Die Domain wird vom DENIC vergeben. Zuerst sollte man also deren Vergaberichtlinie kennen.
Seit dem 15.5.1997 gibt es eine neue Richtlinie, die zwar rechtlich fragwürdig aber
vorhanden ist.
Der Antragsteller hat dort die Pflicht "die als Domain zu registrierende Zeichenfolge
auf ihre Vereinbarkeit mit den Rechten Dritter, zum Beispiel Namens-, Marken-, Urheber-
oder sonstigen Schutzrechten, sowie mit den allgemeinen Gesetzen zu prüfen".
Jeder sollte daher zuerst prüfen, ob der gewünschte Domainname real existiert und
geschützt ist, das DENIC prüft das NICHT.
Sollte es zu Streitigkeiten kommen haftet der Antragsteller, denn "Der bisherige und
der zukünftige Inhaber der Domain haften gesamtschuldnerisch für alle zum Zeitpunkt der
Übertragung bestehenden Verpflichtungen des Inhabers". Das DENIC geht sogar noch
weiter: "Jede Haftung durch das DENIC, gleich aus welchem Rechtsgrund, die auf
leichter Fahrlässigkeit beruht, ist ausgeschlossen.
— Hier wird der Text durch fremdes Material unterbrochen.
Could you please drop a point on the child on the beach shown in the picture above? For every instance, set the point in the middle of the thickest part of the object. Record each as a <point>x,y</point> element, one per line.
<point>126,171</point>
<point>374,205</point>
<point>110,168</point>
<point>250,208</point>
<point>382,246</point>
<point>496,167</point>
Im übrigen beschränkt sich die
Haftung auf denjenigen Schaden, den das DENIC als mögliche Folge der Vertragsverletzung
vorausgesehen hat oder hätte voraussehen müssen".
Inwieweit diese Position rechtlich haltbar ist soll hier nicht erörtert werden, es kann
aber sicherlich nicht schaden die Auszüge aus der Richtlinie zu kennen.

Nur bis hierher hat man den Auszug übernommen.